Eight years of broken promises: Samarkand builder jailed as high-rise project leaves dozens of families homeless
On Shokhrukh Street in the heart of Samarkand, a high-rise construction project that began in 2018 stands as a hollow monument to failed dreams. What was once promised to be a modern residential complex has instead become an eight-year legal and financial nightmare. While the builder behind the project languishes in prison, the families who invested their life savings or surrendered their ancestral homes remain in a state of desperate limbo.
The project, managed by the private enterprise "JAHON KAFOLAT STIL," was initially launched under a city administration decree. Approximately 20 local families agreed to vacate their homes to make way for the development. Some residents sold their property outright, others moved into temporary rentals with the promise of new apartments within two years, and many more invested large sums of cash earned from years of labor abroad.
Today, those promises have evaporated. A Kun.uz investigation reveals that the project is now officially classified as a "problematic building." Mavjuda Roziqulova, a former resident who handed over four properties in exchange for three new apartments and compensation, describes a heartbreaking struggle. After losing her son in 2023 and falling ill herself, she could no longer afford rent. She now lives with her grandchildren in a makeshift garage on the construction site that escaped demolition. Another elderly resident, Radik Muminov, has moved into the unfinished shell of the high-rise, living in a room that lacks basic utilities, as he has nowhere else to go.

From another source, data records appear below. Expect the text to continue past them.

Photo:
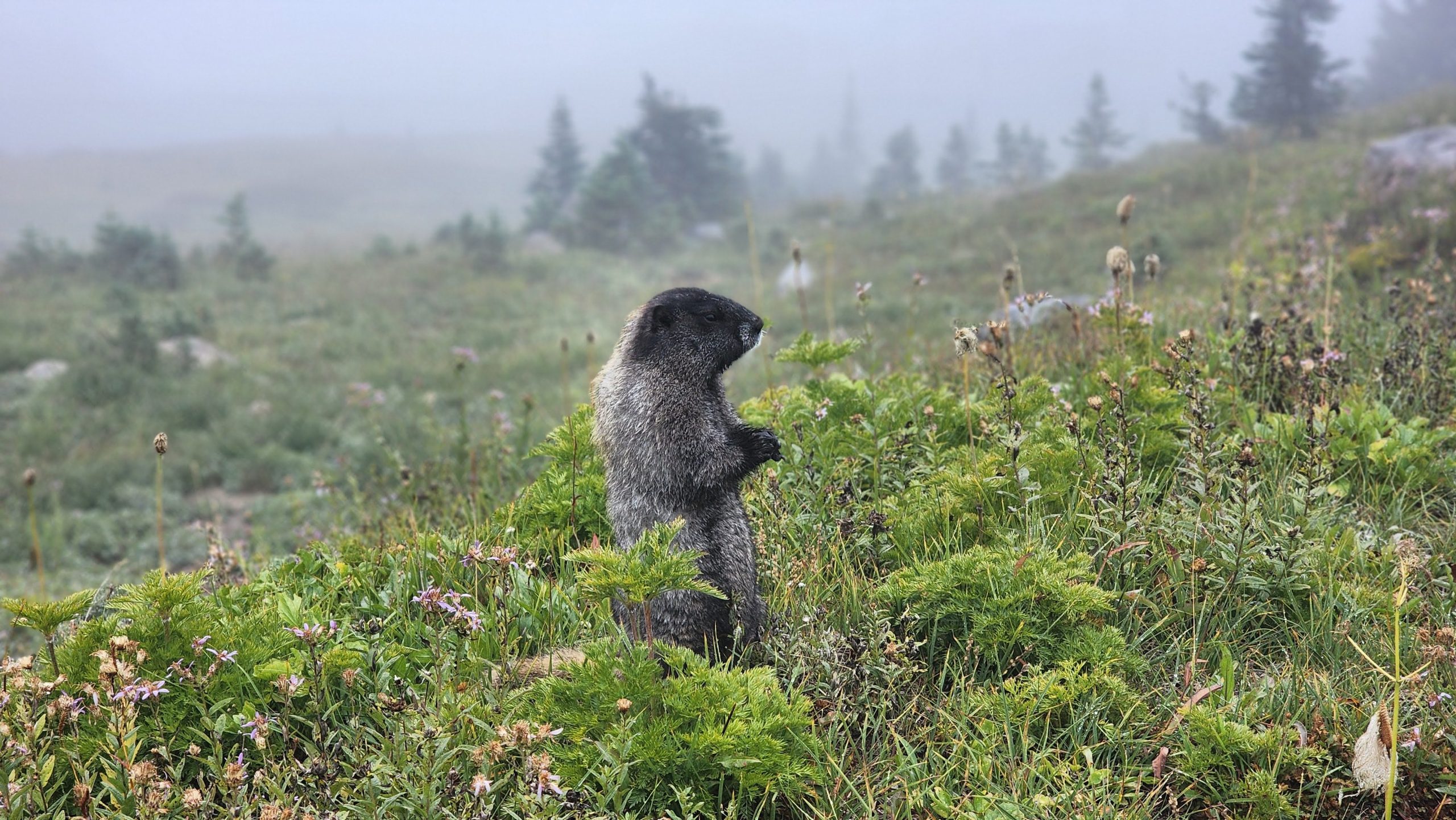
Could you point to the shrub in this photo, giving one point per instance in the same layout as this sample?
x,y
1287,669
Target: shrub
x,y
634,727
136,256
998,605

According to Bekzod Khojayorov, a representative of the Samarkand Regional Department of Construction and Housing and Communal Economy, the project was halted due to severe violations of urban planning norms. The developer ignored the 11-meter height restriction for the area, constructing four floors instead of the permitted three. Furthermore, the work was carried out without the necessary permits and technical conclusions. Consequently, the Samarkand city administration filed a lawsuit, resulting in a court order to demolish the unauthorized floors at the developer's expense.
The situation is further complicated by the fact that the head of "JAHON KAFOLAT STIL" is currently serving a prison sentence. Authorities state they have attempted to coordinate with the builder's relatives to resolve documentation issues, but these efforts have yielded no results.
While the city administration claims that "work is underway to find a solution," the affected citizens argue that vague promises are no longer sufficient. There is an urgent need for a transparent registry at the regional or municipal level to document every claimant and the exact amounts paid. Experts suggest two potential paths forward: attracting a new investor to complete the construction under a strict deadline or providing full financial compensation to the victims. Until then, the families on Shokhrukh Street continue to wait for a resolution that has already been delayed by nearly a decade.